Buck and Ezra's twin looks of astonishment greeted Larabee's recital of the night's events. Leaning against his saddle rack with his hat in hand, Buck could only shake his head. The two of them had barely gotten their saddles pulled, when Chris came in with that look of doom on his face. In the sweet hay-scented dimness of their stable, his sparse words painted a stark picture.

"I'd a never guessed that of the kid," Buck said heavily. "Hell, there's gotta be more to this than meets the eye! I mean, he's a tough lil' shit, but he's got a good heart. He works like a mule, and you seen how he tried to defend Inez."

"Could be he's got a hair-trigger, too," Chris replied.

"For God's sake, Chris! Do you gotta be the Devil's advocate about everything?"

"It's our job to look at all sides, Buck. And that man was in no way endangering that boy, when he chose to take his life."

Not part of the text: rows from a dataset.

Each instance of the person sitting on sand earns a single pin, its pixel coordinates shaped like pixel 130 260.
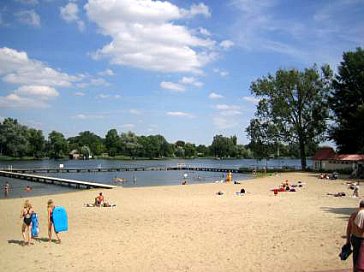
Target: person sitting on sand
pixel 26 214
pixel 356 190
pixel 99 200
pixel 6 189
pixel 50 207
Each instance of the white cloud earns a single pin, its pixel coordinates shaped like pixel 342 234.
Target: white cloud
pixel 225 107
pixel 41 92
pixel 69 13
pixel 226 116
pixel 82 116
pixel 204 31
pixel 79 94
pixel 191 81
pixel 15 101
pixel 89 81
pixel 302 34
pixel 29 97
pixel 107 72
pixel 251 99
pixel 179 114
pixel 28 2
pixel 226 44
pixel 215 96
pixel 200 9
pixel 222 73
pixel 172 86
pixel 28 17
pixel 225 123
pixel 135 112
pixel 105 96
pixel 128 126
pixel 145 34
pixel 17 68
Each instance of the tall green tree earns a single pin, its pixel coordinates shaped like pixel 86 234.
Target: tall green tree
pixel 57 145
pixel 112 142
pixel 13 139
pixel 347 103
pixel 129 142
pixel 89 139
pixel 293 108
pixel 36 142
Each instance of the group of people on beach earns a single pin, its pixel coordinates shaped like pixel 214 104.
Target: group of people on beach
pixel 355 237
pixel 7 189
pixel 26 214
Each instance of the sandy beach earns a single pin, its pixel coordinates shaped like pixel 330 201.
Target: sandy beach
pixel 189 228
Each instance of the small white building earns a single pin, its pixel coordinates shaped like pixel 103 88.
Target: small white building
pixel 327 159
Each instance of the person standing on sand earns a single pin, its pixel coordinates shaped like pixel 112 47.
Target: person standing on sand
pixel 355 232
pixel 50 207
pixel 26 214
pixel 6 189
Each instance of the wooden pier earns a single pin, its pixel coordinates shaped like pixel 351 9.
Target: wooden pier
pixel 53 180
pixel 126 169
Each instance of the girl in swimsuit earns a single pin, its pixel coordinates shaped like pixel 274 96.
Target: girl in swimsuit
pixel 26 214
pixel 50 207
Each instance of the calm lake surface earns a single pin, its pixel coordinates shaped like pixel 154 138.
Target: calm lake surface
pixel 134 178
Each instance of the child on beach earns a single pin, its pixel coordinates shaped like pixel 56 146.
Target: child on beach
pixel 50 207
pixel 26 214
pixel 6 189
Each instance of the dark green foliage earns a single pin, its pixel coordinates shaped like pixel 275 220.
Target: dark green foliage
pixel 87 140
pixel 57 145
pixel 347 103
pixel 293 109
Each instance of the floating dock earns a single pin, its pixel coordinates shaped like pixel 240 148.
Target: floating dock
pixel 53 180
pixel 125 169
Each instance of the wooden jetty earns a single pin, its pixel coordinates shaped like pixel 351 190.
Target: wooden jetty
pixel 53 180
pixel 125 169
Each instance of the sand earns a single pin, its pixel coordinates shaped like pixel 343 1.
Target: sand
pixel 188 228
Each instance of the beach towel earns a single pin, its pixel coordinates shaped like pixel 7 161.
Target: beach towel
pixel 35 225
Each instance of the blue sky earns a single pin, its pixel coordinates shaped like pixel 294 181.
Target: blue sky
pixel 179 68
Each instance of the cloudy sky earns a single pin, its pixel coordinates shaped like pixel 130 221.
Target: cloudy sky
pixel 178 68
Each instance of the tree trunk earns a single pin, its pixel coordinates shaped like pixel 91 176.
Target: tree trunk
pixel 302 153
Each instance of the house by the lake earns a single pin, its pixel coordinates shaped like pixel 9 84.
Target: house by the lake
pixel 327 159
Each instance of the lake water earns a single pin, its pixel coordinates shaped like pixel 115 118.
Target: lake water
pixel 134 178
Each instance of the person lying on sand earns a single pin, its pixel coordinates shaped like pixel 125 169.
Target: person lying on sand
pixel 99 200
pixel 339 194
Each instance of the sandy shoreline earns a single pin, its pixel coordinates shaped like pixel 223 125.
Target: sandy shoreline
pixel 188 228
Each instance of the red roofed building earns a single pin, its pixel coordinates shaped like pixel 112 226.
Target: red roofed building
pixel 327 159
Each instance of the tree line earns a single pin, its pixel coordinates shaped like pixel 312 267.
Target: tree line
pixel 297 111
pixel 19 141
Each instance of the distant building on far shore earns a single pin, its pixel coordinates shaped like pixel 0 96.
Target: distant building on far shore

"Well, you just said he laid a hand on him -."

"The back of an open hand, and it was not -." Chris found himself floundering for a description. "Not a blow. Something else."

"Like what else?"

Chris scowled, then that little devil that Buck always raised in him woke up. He stepped over to offer the same, languid touch - and Buck almost brained himself on an overhead shelf.

"Geezus, Chris! That's disgusting!" Then the tall man's dark brows drew down like a squall line. "Maybe this guy was one of them . . . them . . . C'mon, Ezra!"

"Pervert?" As always, Ezra tried hard to remain invisible, when it came to sparring between Buck and Chris Larabee. A man ran less risk standing between two oncoming trains.

"Yeah, them fellas that like little boys. Maybe that's what Sam was runnin' from."

"Could be." Larabee nodded. "Which is what we have to find out. Sam still ain't talking, though, so this may take a while to sort out."

"And meanwhile the poor kid is sittin' in that stinkin' jail."

"Got a better idea?"

"No." Buck's face fell, and he sighed deeply. "Have you heard back from Judge Travis?"

"Yep. He'll be down in a few days. Said he'll wire ahead, and meanwhile, we've got to get statements from the witnesses, and find out where they'll be, when he sets a hearing date."

"I guess it'll likely come to trial, won't it?"

"Unless Sam pleads guilty from the get-go, you can count on it."